Among the fish species collected were a small flounder, several lizard fish, some juvenile croakers, and killifish. We were able to explain that this part of the St. Johns River is an estuary, or a semi-enclosed body of water, open to the ocean, but diluted with fresh water. I was impressed that these land-locked students knew that full-strength sea water had a salinity, or salt content, of 35 parts per thousand. So the idea of brackish water was not foreign to them.
We explained that some fish are called stenohaline and only able to withstand a narrow range of salinity. Some fish are limited to fresh water and cannot stand much salt, while some need full strength seawater to survive. The species we collected that day were euryhaline and able to withstand a wide variety of salinities from freshwater to the ocean.
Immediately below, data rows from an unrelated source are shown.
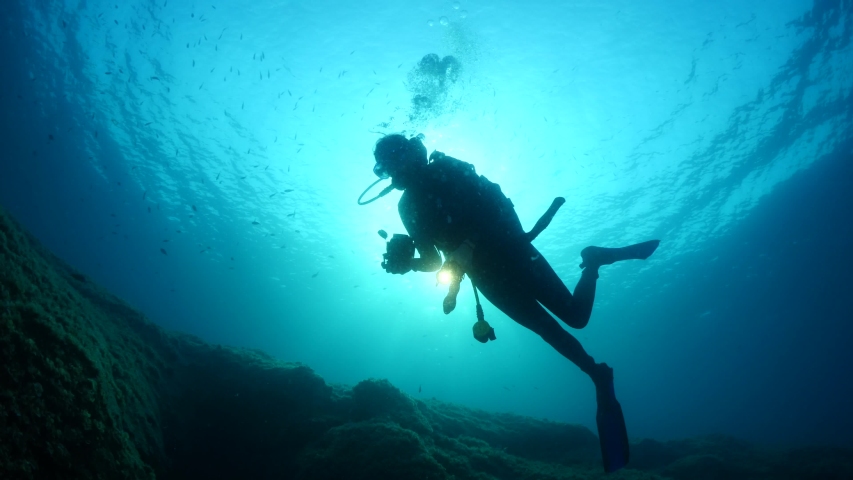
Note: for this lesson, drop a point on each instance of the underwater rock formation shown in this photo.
(89, 388)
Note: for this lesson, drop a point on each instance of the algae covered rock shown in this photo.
(90, 388)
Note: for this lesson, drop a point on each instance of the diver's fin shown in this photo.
(612, 433)
(598, 256)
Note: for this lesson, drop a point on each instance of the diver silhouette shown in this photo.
(447, 207)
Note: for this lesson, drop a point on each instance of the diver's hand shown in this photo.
(462, 256)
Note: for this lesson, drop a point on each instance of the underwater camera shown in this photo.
(399, 252)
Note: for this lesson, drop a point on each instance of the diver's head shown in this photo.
(400, 159)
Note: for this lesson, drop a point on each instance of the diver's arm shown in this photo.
(429, 260)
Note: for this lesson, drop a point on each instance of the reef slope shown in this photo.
(90, 388)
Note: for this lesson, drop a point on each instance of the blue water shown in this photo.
(722, 128)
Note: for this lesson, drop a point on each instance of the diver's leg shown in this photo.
(518, 303)
(550, 290)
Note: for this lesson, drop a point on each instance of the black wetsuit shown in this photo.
(449, 204)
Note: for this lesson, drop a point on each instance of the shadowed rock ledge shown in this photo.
(89, 388)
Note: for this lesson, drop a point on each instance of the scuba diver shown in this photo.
(446, 207)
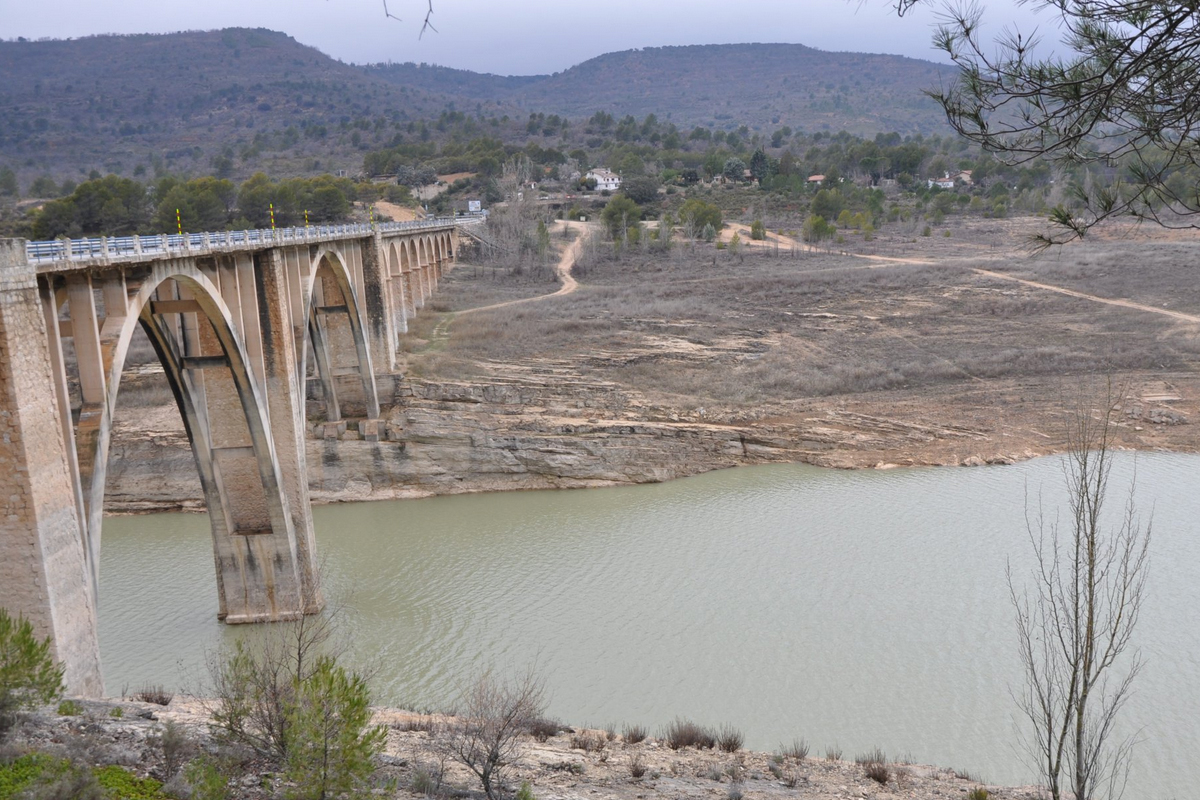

As I said in the opening paragraph, one of the more enjoyable things I am able to do as a marine scientist who studies the St. Johns River is to take students of all ages out on the river to see and experience the wonder of the river.
Glad you asked River Life
Any update on the sturgeon reported found in the St. Johns River in January?
Florida Fish and Wildlife biologists were able to recover the carcass and identified it as an Atlantic Sturgeon (Acipenser oxyrinchus oxyrinchus). And as mentioned last month in River Life, it is a federally endangered species and encouraging to find one in the St. Johns River.
The Atlantic Sturgeon is euryhaline and inhabits both salt and freshwater habitats, often moving between the two seasonally, with brackish and saltwater in the fall and winter then back into freshwater rivers during the spring.